Co-Design and Evaluation of an Intelligent Decision Support System for Stroke Rehabilitation Assessment

Abstract

Clinical decision support systems have the potential to improve work flows of experts in practice (e.g. Therapist's evidence-based rehabilitation assessment). However, the adoption of these systems is challenging, and the gains of these systems have not fully demonstrated yet. In this paper, we identified the needs of therapists to assess patient's functional abilities (e.g. alternative perspectives with quantitative information on patient's exercise motions).

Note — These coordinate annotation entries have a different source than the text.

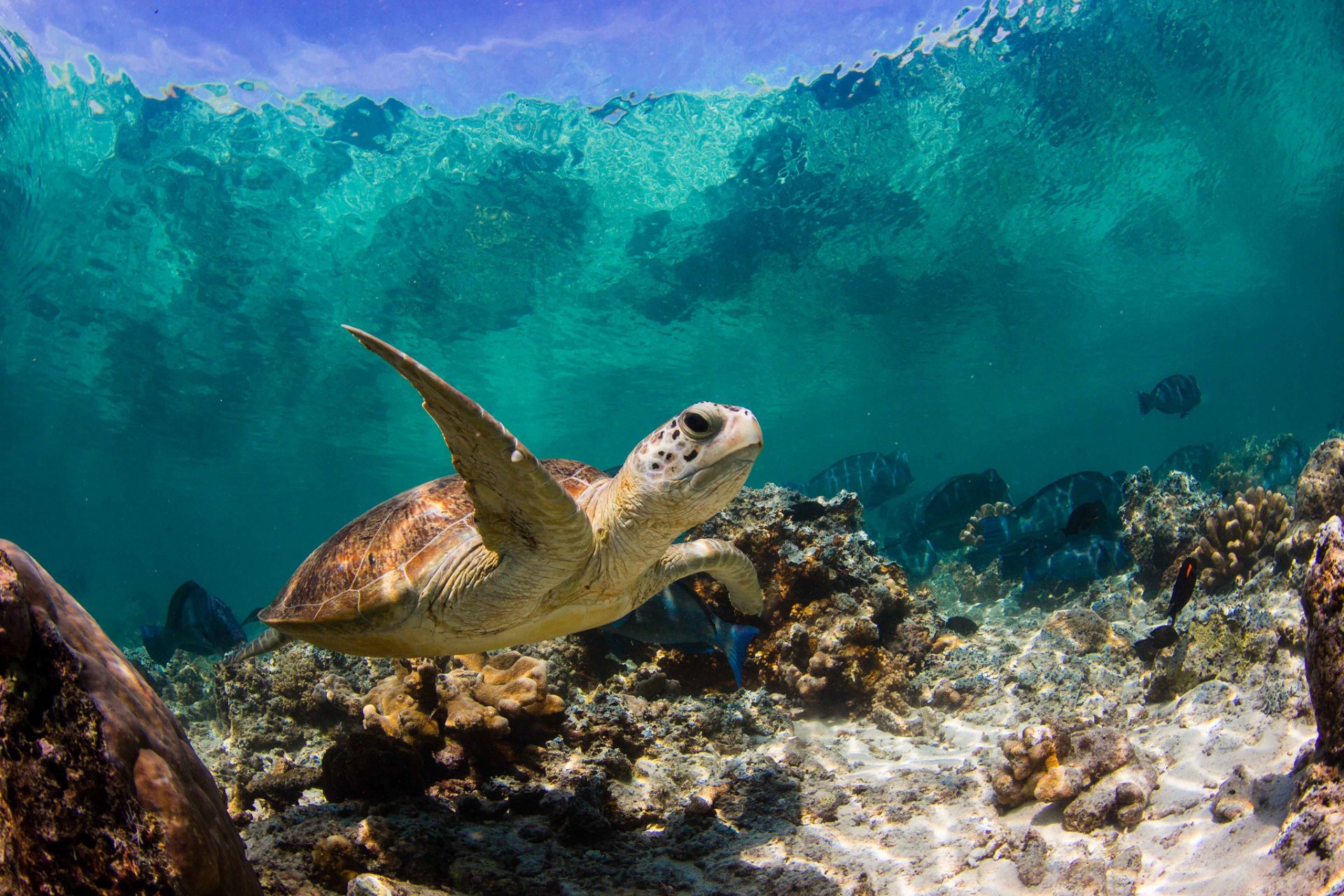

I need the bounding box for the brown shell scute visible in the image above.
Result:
[260,459,606,623]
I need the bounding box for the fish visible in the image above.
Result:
[1021,535,1134,584]
[980,470,1125,551]
[1167,557,1198,624]
[1157,442,1218,479]
[942,617,980,637]
[1133,624,1179,662]
[140,580,247,665]
[914,468,1008,550]
[1060,501,1106,535]
[1138,373,1200,416]
[1261,438,1306,489]
[596,579,761,688]
[883,538,942,579]
[804,450,916,507]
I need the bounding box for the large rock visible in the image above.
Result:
[0,540,260,896]
[1302,517,1344,764]
[1296,440,1344,523]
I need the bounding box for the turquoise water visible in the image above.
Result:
[0,1,1344,634]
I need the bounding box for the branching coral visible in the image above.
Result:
[961,501,1014,548]
[990,725,1157,832]
[678,485,937,712]
[1195,486,1293,591]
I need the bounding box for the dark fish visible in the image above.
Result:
[1133,624,1176,662]
[1157,442,1218,479]
[804,450,916,507]
[942,617,980,637]
[914,468,1008,550]
[140,582,247,665]
[884,538,942,579]
[1060,501,1106,535]
[598,579,761,688]
[1021,535,1134,584]
[1261,438,1306,489]
[980,470,1125,551]
[1167,557,1198,624]
[1138,373,1200,416]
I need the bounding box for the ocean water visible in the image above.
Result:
[0,0,1344,637]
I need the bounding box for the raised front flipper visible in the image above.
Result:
[345,326,593,578]
[643,539,764,615]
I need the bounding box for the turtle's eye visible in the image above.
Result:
[681,411,714,440]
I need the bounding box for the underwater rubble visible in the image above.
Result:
[8,442,1344,896]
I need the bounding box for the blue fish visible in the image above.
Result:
[140,582,247,665]
[598,579,761,688]
[1261,438,1306,489]
[1157,442,1218,479]
[1021,535,1134,584]
[802,450,916,507]
[980,470,1125,551]
[1138,373,1200,416]
[914,468,1008,550]
[884,539,942,579]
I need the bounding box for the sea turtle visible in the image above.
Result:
[228,326,761,662]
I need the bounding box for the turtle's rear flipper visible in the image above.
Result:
[220,629,293,666]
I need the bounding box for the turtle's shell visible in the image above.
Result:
[258,459,608,631]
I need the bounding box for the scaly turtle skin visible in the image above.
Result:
[228,326,761,662]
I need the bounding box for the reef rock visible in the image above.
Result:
[1195,486,1293,591]
[1302,517,1344,764]
[1121,466,1218,589]
[690,485,938,712]
[0,540,260,896]
[989,725,1157,832]
[1294,440,1344,523]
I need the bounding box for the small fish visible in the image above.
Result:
[1133,624,1177,662]
[598,579,761,688]
[883,538,942,579]
[980,470,1125,551]
[1021,535,1134,584]
[1060,501,1106,535]
[140,582,247,665]
[1167,557,1198,624]
[1157,442,1218,479]
[804,450,916,507]
[914,468,1008,550]
[1261,438,1306,489]
[942,617,980,638]
[1138,373,1200,416]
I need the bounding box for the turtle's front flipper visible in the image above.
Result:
[219,629,292,666]
[644,539,764,615]
[345,326,593,572]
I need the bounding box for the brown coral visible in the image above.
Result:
[0,540,260,896]
[1294,440,1344,523]
[961,501,1014,548]
[690,485,937,712]
[989,725,1157,832]
[1195,486,1293,591]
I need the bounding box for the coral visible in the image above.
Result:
[960,501,1014,548]
[1205,433,1301,501]
[1294,440,1344,523]
[0,541,260,896]
[1302,517,1344,764]
[1040,607,1125,654]
[690,485,938,712]
[989,725,1157,832]
[1195,486,1293,592]
[1119,466,1218,589]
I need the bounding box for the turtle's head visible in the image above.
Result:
[620,402,761,532]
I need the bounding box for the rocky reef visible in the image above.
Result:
[0,541,260,896]
[1195,486,1293,591]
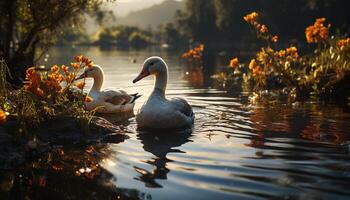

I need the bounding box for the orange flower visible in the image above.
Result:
[74,55,83,63]
[259,25,269,33]
[61,65,69,73]
[249,59,258,69]
[0,109,6,124]
[85,59,94,68]
[85,96,94,103]
[271,35,278,43]
[26,67,36,80]
[243,12,259,24]
[230,58,239,68]
[199,44,204,51]
[66,72,75,84]
[286,46,299,59]
[253,65,260,76]
[337,38,350,51]
[81,56,89,63]
[75,81,85,90]
[70,62,80,70]
[278,50,286,58]
[51,65,59,73]
[34,88,44,97]
[305,18,331,43]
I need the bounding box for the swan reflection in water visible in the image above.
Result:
[134,130,192,188]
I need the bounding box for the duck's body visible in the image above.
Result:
[134,57,194,129]
[78,65,140,113]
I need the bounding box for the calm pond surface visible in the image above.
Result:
[2,48,350,200]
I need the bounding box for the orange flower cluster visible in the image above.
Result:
[243,12,278,43]
[243,12,259,24]
[85,96,94,103]
[337,38,350,51]
[230,58,239,69]
[0,109,6,124]
[249,59,261,76]
[182,44,204,61]
[286,46,299,60]
[305,18,331,43]
[24,56,93,98]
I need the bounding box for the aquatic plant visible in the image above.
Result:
[213,12,350,101]
[0,56,93,130]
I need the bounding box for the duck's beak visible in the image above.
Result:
[132,71,150,83]
[74,72,86,81]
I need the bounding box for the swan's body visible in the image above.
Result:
[77,65,140,113]
[133,57,194,129]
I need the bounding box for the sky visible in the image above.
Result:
[106,0,183,17]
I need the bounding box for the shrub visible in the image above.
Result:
[213,12,350,101]
[0,56,93,131]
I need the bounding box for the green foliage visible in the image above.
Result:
[0,0,112,85]
[0,57,94,132]
[214,12,350,101]
[97,26,151,46]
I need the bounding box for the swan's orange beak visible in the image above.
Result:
[132,70,150,83]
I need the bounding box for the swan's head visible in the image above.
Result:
[132,56,168,83]
[76,65,103,80]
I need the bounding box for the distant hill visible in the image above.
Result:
[116,0,185,29]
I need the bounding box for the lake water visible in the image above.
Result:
[2,48,350,200]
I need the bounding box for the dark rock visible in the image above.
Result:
[37,116,127,144]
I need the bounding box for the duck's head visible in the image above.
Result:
[132,56,168,83]
[76,65,103,80]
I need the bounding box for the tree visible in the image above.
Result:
[0,0,112,85]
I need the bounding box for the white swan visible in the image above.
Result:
[76,65,140,113]
[133,56,194,129]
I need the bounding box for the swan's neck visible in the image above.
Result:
[90,73,104,93]
[154,69,168,95]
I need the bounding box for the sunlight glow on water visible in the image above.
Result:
[36,48,350,199]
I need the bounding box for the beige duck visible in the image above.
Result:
[133,56,194,129]
[76,65,140,113]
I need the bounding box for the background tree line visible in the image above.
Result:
[176,0,350,45]
[0,0,112,85]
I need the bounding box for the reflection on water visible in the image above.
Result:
[0,48,350,199]
[134,130,191,187]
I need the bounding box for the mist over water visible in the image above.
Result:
[30,48,350,199]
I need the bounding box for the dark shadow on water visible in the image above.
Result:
[0,144,148,200]
[134,129,192,188]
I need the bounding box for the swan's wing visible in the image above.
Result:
[170,98,193,117]
[101,90,133,105]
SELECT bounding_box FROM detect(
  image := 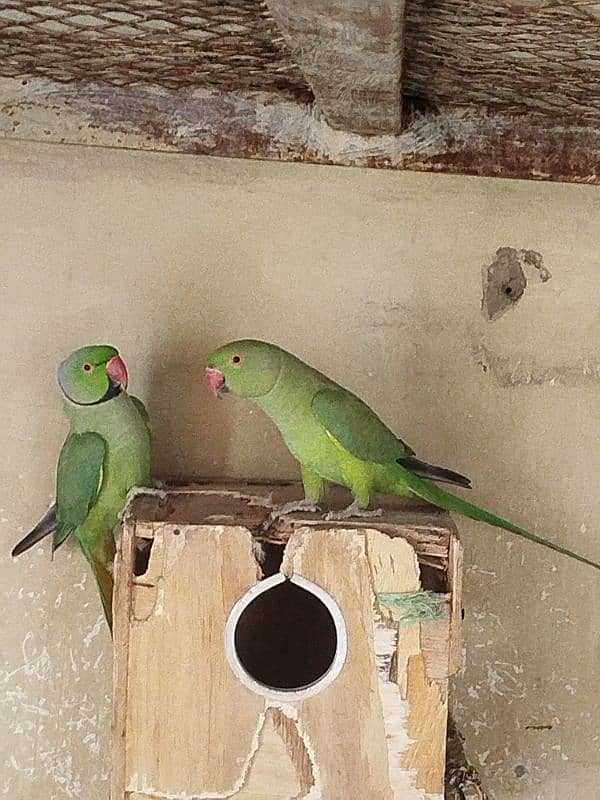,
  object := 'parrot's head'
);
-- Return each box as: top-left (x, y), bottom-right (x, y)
top-left (206, 339), bottom-right (282, 398)
top-left (58, 344), bottom-right (128, 406)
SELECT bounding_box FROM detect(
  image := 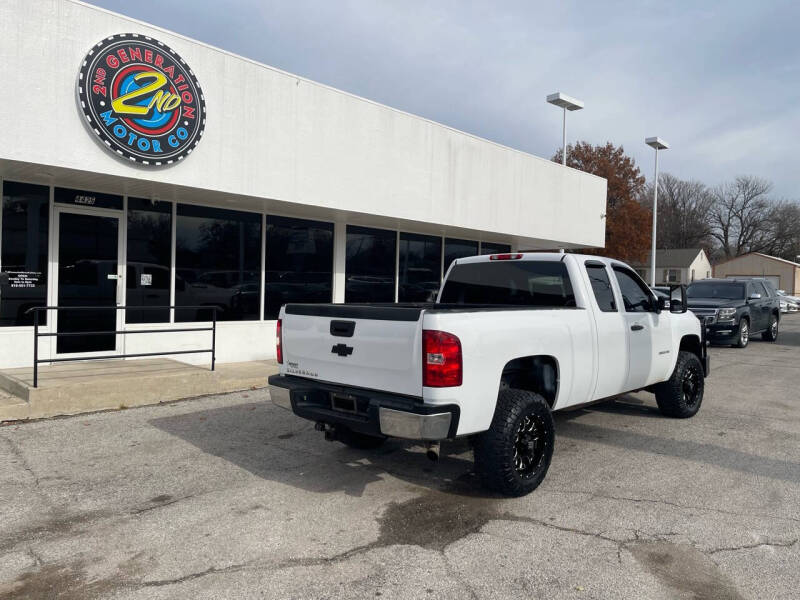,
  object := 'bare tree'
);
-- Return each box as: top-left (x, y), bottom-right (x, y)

As a result, we co-designed and developed an intelligent decision support system that automatically identifies salient features of assessment using reinforcement learning to assess the quality of motion and generate patient-specific analysis. We evaluated this system with seven therapists using the dataset from 15 patients performing three exercises. The results show that therapists have higher usage intent on our system than a traditional system without patient-specific analysis ($p < 0.05$). While presenting richer information ($p < 0.10$), our system significantly reduces therapists' effort on assessment ($p < 0.10$) and improves their agreement on assessment from 0.66 to 0.71 F1-scores ($p < 0.01$). This work discusses the importance of human centered design and development of a machine learning-based decision support system that presents contextually relevant information and salient explanations on its prediction for better adoption in practice.